The draft has made other proposals for the online retail sector, which is dominated by Amazon India and Walmart’s Flipkart. These include a proposal that only one or two e-commerce firms should not have a digital monopoly in the sector and, as a consequence, exercise control over a big part of the consumer data repository. This would benefit consumers and local startups, according to the draft.
The government has also highlighted that growth in e-commerce should not “unnecessarily disrupt” the offline retail trade, which provides jobs and livelihoods to millions. There should be hand-holding to bring offline sellers online, it has recommended.
During the lockdown, e-tailers were upset that while offline stores were allowed to sell all goods, online retail was allowed to only sell essentials like medicine and grocery. Despite signs of lines blurring between online and offline retail with growing omni-channel plays, small traders have been complaining to the government over the advantageous position of e-tailers, largely due to discounts they offer to consumers.
On matters related to imports and building integrated systems, the draft noted, “Any non-compliant e-commerce entity/platform will not be given approval to operate in India.
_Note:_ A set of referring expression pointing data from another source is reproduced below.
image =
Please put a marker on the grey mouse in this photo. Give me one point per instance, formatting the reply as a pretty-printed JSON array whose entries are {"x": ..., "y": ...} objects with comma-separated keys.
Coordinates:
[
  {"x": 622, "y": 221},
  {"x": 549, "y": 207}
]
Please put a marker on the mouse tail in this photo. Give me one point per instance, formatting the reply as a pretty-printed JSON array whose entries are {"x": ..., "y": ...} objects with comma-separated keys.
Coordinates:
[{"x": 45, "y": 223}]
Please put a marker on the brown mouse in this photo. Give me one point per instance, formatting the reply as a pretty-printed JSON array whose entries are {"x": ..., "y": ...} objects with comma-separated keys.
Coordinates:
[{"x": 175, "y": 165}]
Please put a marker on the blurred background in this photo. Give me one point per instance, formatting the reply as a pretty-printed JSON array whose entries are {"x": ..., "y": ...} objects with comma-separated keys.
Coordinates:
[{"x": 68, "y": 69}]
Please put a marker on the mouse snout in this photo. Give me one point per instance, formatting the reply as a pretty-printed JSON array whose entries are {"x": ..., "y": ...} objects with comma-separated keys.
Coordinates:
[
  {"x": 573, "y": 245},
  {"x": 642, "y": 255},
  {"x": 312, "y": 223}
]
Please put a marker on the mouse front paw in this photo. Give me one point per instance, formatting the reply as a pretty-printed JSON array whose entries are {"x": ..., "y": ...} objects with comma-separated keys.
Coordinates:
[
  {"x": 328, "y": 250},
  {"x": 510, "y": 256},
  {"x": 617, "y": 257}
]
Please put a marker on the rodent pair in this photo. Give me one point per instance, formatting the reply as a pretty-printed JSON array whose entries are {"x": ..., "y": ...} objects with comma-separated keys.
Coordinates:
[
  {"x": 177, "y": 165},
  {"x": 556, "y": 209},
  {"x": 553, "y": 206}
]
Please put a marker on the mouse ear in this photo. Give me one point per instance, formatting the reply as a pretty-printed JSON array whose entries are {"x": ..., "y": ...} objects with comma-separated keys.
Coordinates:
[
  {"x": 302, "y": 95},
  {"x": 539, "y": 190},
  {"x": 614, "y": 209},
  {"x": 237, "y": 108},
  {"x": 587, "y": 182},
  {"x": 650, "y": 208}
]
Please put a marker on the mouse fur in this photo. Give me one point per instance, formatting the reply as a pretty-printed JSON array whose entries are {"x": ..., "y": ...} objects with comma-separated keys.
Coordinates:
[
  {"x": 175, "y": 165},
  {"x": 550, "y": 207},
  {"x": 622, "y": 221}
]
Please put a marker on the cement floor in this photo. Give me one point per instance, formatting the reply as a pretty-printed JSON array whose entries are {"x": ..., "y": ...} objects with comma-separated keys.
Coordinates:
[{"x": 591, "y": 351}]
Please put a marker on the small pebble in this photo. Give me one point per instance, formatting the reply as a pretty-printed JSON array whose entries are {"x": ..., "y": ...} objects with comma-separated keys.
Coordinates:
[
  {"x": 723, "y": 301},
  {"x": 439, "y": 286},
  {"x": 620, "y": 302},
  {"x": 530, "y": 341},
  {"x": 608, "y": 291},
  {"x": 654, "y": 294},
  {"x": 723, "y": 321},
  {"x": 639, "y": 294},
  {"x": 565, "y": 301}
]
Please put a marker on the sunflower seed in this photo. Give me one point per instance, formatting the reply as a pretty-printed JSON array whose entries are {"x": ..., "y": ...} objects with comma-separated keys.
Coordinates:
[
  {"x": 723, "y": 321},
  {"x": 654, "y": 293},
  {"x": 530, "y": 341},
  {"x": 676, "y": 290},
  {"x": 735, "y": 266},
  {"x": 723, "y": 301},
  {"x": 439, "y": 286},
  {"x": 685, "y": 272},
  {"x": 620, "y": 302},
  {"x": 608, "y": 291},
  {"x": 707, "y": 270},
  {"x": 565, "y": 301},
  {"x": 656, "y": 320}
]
Necessary mechanisms may be put in place by ministry of electronics and information technology (MeitY) and the other government departments concerned. E-commerce regulator may identify such platforms and directly deny access to such platforms.”
This comes when e-tailers are being asked by the government to ensure their products show ‘country of origin’ on a priority basis amid border issues with China in Ladakh, as TOI reported in its Friday edition. E-commerce executives said some of the proposals would add another layer of compliance burden on them.
Independent sellers, on the other hand, are largely concerned over their survival in the coming months than long-term policy changes. According to legal experts, the draft policy has largely stuck to the country’s broader consumer data policy of keeping it in India, while allowing some elements to be mirrored outside.
“Tracking imports for private brands is easier, but that’s early double-digits of volume on e-commerce platforms. A system integrating the RBI and customs would be complex. We would have to highlight this concern once the draft is public,” an e-commerce executive, aware of government deliberations, said.
Another executive said this would end up regulating sellers instead of the marketplace. “Sellers bring their own goods according to their deals with suppliers. This would put more restrictions and liability on them than the platform, which is connecting the buyer and seller,” he added.
“Some of the issues like hand-holding small sellers are already being addressed by some e-tailers. The whole objective, I think, is to push a lot of products that can be manufactured here. The way it did for smartphones, which are now assembled in India,” said Satish Meena, senior forecast analyst at Forrester, a market research firm.
Flipkart, Amazon India and Snapdeal spokespeople did not respond to TOI’s query.
Among other proposals, the draft noted the sale of counterfeit products as an issue in e-commerce and that both platform and sellers would be liable for such products when it is fulfilled by an e-tailer. So far, platforms put this responsibility on sellers. The draft, which mentioned a need for a sector regulator, is expected to be made public soon inviting feedback from stakeholders.